WASHINGTON (AP) — A federal judge on Monday scheduled a sentencing hearing for next month for Michael Flynn after rejecting arguments from the former Trump administration national security adviser that prosecutors had withheld evidence favorable to his case.
The order from U.S. District Judge Emmet Sullivan in Washington pushes the case closer to a resolution following months of challenges and arguments from Flynn’s attorneys, who had leveled a series of accusations against the FBI and the Justice Department.
Sullivan disagreed in a lengthy opinion Monday, saying Flynn’s attorneys had failed “to explain how most of the requested information that the government has not already provided to him is relevant and material to his underlying offense.”
He also rejected allegations that FBI agents who interviewed Flynn at the White House in January 2017 trapped him into making false statements or that the Justice Department had pressured him into entering a guilty plea. Flynn pleaded guilty to lying to the FBI about his conversations during the presidential transition period with the Russian ambassador to the United States.
Flynn had earlier said in court that no one had forced him to plead guilty, something the judge noted in his opinion. Flynn was ousted from the White House weeks after the interview. Officials said he had misled them about his interactions with then-Ambassador Sergey Kislyak.
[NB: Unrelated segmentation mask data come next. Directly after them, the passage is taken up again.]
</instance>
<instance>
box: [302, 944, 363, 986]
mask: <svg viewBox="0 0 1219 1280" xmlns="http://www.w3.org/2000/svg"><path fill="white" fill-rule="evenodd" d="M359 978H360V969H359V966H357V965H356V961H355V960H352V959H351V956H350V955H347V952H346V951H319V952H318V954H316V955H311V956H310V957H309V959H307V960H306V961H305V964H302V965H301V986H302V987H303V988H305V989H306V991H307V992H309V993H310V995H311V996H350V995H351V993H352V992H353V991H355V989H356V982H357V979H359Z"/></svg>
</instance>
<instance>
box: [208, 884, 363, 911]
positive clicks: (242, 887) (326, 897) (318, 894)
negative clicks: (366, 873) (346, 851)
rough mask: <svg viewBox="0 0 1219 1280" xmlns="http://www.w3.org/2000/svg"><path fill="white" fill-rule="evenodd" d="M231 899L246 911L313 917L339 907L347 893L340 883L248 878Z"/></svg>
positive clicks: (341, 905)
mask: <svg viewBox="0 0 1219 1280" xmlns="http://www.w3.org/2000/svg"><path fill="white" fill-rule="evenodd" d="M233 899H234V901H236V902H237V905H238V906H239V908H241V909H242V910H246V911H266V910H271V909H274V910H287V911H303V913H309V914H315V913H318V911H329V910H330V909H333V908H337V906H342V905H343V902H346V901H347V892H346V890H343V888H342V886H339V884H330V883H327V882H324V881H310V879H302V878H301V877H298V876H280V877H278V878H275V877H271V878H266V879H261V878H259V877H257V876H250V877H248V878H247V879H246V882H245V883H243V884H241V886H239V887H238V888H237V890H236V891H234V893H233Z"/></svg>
“And it is undisputed that Mr. Flynn not only made those false statements to the FBI agents, but he also made the same false statements to the Vice President and senior White House officials, who, in turn, repeated Mr. Flynn’s false statements to the American people on national television,” Sullivan wrote.
The new sentencing date is Jan. 28.
In the opinion, Sullivan also said that one of Flynn’s legal briefs “lifted verbatim portions from a source without attribution” and cited rules of professional conduct barring deceit and dishonesty.
Flynn’s lead lawyer, Sidney Powell, said Sullivan’s “decision is as wrong as it is disappointing.” She said that “the plagiarism accusation makes no sense” and that she relied on one of her own cases as well as on a brief primarily written by a friend that she says she cited and linked to.
Flynn was supposed to have been sentenced a year ago after admitting lying to the FBI about having discussed sanctions with Kislyak. As the sentencing hearing was already underway, he requested that it be postponed so that he could continue cooperating with prosecutors in hopes of securing a lighter punishment.
Since then, he has changed attorneys, who have challenged the basis for the prosecution and accused prosecutors of holding onto relevant information that they argued could point to his innocence.
Sullivan rejected those arguments, as well as defense efforts to connect Flynn’s case to the prosecution of the late Alaska Sen. Ted Stevens. That case, which was also presided over by Sullivan, was ultimately thrown out amid allegations that prosecutors withheld evidence favorable to the senator.
“This case is not United States v. Theodore F. Stevens,” Sullivan wrote.